È attivo nelle Marche, regione che vanta una ricca tradizione in termini di canapicoltura, un nuovo centro per la trasformazione della canapa industriale. Per approfondire lo sviluppo e gli scopi del progetto abbiamo intervistato Matteo Mancinelli, co-fondatore di New Fibra, l’azienda che vuole rivoluzionare il settore marchigiano della canapa.
Così come è avvenuto in altre zone d’Italia, anche nelle Marche la canapa è stata coltivata per secoli e la fibra derivata, nota per la sua pregiata qualità, è stata usata per anni per la realizzazione di filati destinati ai diversi settori, dall’alta moda ai casalinghi. A questo, nel secolo scorso, si sono aggiunti i mercati delle corde e delle reti da pesca, sviluppatisi rispettivamente a Jesi (Ancona) e a San Benedetto del Tronto (Ascoli Piceno) e diventati in poco tempo due realtà di eccellenza in Europa per le tecniche applicate lungo tutta la filiera: coltivazione, macerazione, stigliatura e tessitura della canapa.

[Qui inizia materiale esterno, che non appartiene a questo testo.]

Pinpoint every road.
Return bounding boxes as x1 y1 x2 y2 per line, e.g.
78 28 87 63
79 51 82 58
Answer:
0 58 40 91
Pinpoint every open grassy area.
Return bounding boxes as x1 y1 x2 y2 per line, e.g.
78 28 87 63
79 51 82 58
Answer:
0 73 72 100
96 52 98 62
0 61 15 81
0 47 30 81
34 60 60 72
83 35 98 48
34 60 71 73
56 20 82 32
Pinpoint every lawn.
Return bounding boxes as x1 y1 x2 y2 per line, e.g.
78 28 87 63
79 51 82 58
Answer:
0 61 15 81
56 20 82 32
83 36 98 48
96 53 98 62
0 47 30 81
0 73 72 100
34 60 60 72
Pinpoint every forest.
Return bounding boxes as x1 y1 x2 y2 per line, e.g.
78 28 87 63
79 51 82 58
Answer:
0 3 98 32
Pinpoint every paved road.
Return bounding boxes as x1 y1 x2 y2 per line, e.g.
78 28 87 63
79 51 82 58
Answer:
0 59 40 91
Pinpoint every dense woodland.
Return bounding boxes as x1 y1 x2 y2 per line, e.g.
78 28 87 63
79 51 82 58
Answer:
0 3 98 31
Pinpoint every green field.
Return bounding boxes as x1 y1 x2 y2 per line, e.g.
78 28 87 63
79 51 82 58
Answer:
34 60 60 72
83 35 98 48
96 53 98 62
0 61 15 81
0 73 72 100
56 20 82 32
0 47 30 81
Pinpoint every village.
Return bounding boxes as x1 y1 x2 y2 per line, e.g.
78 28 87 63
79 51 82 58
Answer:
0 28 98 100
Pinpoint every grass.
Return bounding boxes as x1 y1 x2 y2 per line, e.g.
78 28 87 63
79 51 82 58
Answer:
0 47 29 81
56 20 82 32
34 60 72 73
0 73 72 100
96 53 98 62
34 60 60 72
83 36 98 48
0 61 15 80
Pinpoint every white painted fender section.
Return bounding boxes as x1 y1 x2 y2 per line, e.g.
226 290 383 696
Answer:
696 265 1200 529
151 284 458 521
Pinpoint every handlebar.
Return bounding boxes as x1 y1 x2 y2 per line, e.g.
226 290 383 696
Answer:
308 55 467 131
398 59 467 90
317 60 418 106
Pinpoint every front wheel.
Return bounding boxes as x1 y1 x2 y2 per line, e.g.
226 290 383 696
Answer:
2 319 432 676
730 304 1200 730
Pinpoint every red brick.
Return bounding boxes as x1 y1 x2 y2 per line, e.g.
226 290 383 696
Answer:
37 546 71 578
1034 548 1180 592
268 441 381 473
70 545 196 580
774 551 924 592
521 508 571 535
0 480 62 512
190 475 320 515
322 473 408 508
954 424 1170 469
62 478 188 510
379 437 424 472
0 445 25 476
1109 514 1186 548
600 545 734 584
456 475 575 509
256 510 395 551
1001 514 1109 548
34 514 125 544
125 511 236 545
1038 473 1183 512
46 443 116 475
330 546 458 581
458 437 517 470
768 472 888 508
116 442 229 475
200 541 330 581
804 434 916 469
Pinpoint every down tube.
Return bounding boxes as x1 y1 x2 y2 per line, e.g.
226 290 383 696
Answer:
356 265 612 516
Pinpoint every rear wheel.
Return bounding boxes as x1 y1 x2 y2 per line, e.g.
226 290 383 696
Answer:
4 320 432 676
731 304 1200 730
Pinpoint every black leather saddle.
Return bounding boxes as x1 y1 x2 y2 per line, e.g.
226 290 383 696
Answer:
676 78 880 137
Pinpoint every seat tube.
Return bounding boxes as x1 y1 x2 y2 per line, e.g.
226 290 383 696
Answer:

Dopo il boom della canapa registrato nel Ventesimo secolo e dopo la conclusione del conflitto mondiale, sfortunatamente, le Marche e l’Italia intera abbandonarono lentamente la canapicoltura a favore dei nuovi materiali. Oggi, però, le cose stanno cambiando e non mancano le realtà italiane e marchigiane che stanno investendo in nuovi progetti e in nuove tecnologie legate alla coltivazione e alla lavorazione della canapa. Tra queste New Fibra, azienda nata a Jesi nel 2019.
Per saperne di più e per scoprire più nel dettaglio il nuovo centro di trasformazione della canapa sviluppato da New Fibra abbiamo intervistato Matteo Mancinelli, tra i soci fondatori dell’azienda.
Come è nata New Fibra e quali sono le caratteristiche principali dell’azienda?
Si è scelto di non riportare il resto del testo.